Second Front c’est cinq personnes, un groupe hip hop engagé d’Halifax. La plupart des membres sont basés à Truro. Ils m’ont demandé de participer à un morceau de leur premier album. Depuis, je n’ai pas cessé de les côtoyer. Ils participent à l’un des titres de mon album avec Soso. Andrew Gordon MacPherson est le principal producteur de Second Front, il produira mon prochain album. Il est mon DJ quand je suis sur scène et il sort prochainement un maxi sur Bully Records, le label de Sixtoo, à la fin de l’automne. Je prépare un album avec l’un des MC’s de Second Front, Erik MacIntyer / EMC. Nous avons deux projets, le premier en compagnie de MCs engagés d’Halifax. Le second projet est plus léger. Il s’intitule « Moon Bark #13 » et ce seront des chansons sur le fait d’aller faire ses courses à l’épicerie ou ce genre de choses.

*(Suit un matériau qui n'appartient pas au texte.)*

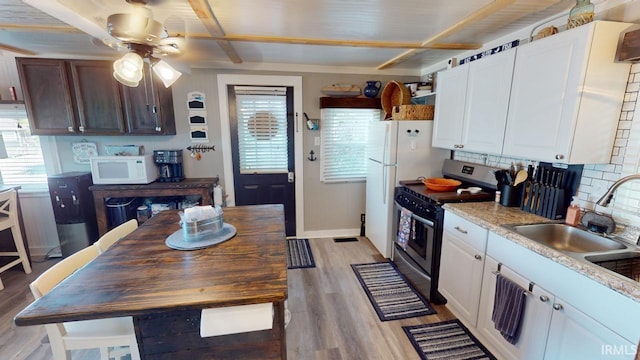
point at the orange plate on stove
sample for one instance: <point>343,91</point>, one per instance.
<point>441,184</point>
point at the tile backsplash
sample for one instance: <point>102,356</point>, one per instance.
<point>597,178</point>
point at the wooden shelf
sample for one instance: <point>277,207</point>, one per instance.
<point>350,103</point>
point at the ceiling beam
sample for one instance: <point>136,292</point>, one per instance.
<point>481,14</point>
<point>40,28</point>
<point>202,9</point>
<point>336,42</point>
<point>17,50</point>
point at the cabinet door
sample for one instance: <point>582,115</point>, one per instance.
<point>535,320</point>
<point>47,96</point>
<point>97,98</point>
<point>545,95</point>
<point>149,108</point>
<point>450,105</point>
<point>574,335</point>
<point>488,90</point>
<point>461,277</point>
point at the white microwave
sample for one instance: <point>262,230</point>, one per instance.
<point>123,169</point>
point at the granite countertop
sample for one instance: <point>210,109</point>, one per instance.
<point>491,216</point>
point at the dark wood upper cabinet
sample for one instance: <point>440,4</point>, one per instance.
<point>47,96</point>
<point>97,95</point>
<point>149,107</point>
<point>72,97</point>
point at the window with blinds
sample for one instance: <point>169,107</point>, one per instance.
<point>344,142</point>
<point>21,159</point>
<point>262,129</point>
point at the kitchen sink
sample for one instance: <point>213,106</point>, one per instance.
<point>567,238</point>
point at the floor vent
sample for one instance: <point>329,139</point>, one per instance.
<point>345,239</point>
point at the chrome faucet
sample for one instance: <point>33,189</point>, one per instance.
<point>606,198</point>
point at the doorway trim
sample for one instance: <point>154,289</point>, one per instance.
<point>225,132</point>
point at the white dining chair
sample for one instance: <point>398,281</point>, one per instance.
<point>10,219</point>
<point>115,234</point>
<point>110,335</point>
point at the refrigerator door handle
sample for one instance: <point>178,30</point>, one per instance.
<point>386,149</point>
<point>384,184</point>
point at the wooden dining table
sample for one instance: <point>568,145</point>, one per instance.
<point>165,290</point>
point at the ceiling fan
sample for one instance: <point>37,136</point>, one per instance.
<point>144,39</point>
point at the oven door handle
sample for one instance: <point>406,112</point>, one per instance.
<point>421,219</point>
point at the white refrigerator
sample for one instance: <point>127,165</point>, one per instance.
<point>396,150</point>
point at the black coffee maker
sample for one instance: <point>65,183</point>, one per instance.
<point>169,164</point>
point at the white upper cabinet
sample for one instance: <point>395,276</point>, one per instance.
<point>566,96</point>
<point>472,103</point>
<point>450,107</point>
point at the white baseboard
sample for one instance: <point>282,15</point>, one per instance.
<point>329,233</point>
<point>41,252</point>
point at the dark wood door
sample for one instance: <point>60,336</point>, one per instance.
<point>97,97</point>
<point>263,185</point>
<point>149,107</point>
<point>47,96</point>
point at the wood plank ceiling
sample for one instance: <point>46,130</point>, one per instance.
<point>375,34</point>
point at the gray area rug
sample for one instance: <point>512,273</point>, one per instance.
<point>390,294</point>
<point>446,340</point>
<point>299,254</point>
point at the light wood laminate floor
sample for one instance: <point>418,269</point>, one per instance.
<point>332,318</point>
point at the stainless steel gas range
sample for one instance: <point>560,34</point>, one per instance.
<point>419,262</point>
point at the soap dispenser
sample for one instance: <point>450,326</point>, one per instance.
<point>573,214</point>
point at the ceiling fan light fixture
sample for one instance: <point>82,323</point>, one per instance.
<point>128,69</point>
<point>165,72</point>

Quel est ton jugement rétrospectif sur la hype autour du hip hop d’Halifax d’il y a quelques années ? Ca a changé quelque chose pour toi ?

Quand Sixtoo et Stinkin’ Rich / Buck 65 vivaient à Halifax, le hip hop était frais et intéressant. Les gens adoraient cette approche excentrique du hip hop. Ils n’avaient pas peur d’être différents et d’essayer des trucs différents. Les MC’s comme les fans. Maintenant, leur truc c’est écouter du rap de club et se biturer. Ils sont de plus en plus bornés. Du coup, j’ai déménagé à Dartmouth, de l’autre côté de la baie d’Halifax, et je fais mon truc sans me soucier du reste.

La scène d’Halifax n’est plus créative ni innovante ?

Elle est créative. Elle n’est plus innovante.

Tu peux nous en dire plus sur la chanson très dure sur Halifax qu’on trouve sur ton album de 2002, « Numbers » ? Quelle était ton intention avec ce titre ?

J’en avais marre des types d’Halifax qui se pompaient les uns les autres au lieu de faire leur truc. J’ai vu tous les dessous de la scène d’Halifax, ça me rendait malade. C’était partir ou péter les plombs, j’ai choisi la première option. Je me suis retiré à la campagne pendant un an pour préparer « Numbers » en même temps que je bossais pour l’épicerie.

Plusieurs de tes compères comme Buck 65, Sixtoo et Josh Martinez sont devenus assez célèbres pendant que d’autres comme toi ou Knowself sont restés de parfaits inconnus. Aucun regret ?

Pas du tout. Je ferai de la musique toute ma vie. Tant pis si je suis la seule personne à l’écouter au monde.

Es-tu toujours en contact avec Sixtoo malgré son déménagement au Québec ?

Oui. On ne se téléphone que deux fois par an environ, mais nous sommes toujours potes. On bosse tellement chacun de notre côté que c’est difficile de se voir, surtout avec cette distance. On continue à parler d’une éventuelle collaboration. Cette fois, nous interviendrions tous deux aux raps et à la production. Il a demandé à mon groupe, Instruments, d’ouvrir sa prochaine tournée. Pour l’instant ce ne sont que des discussions, mais qui sait ce que le futur nous réserve ?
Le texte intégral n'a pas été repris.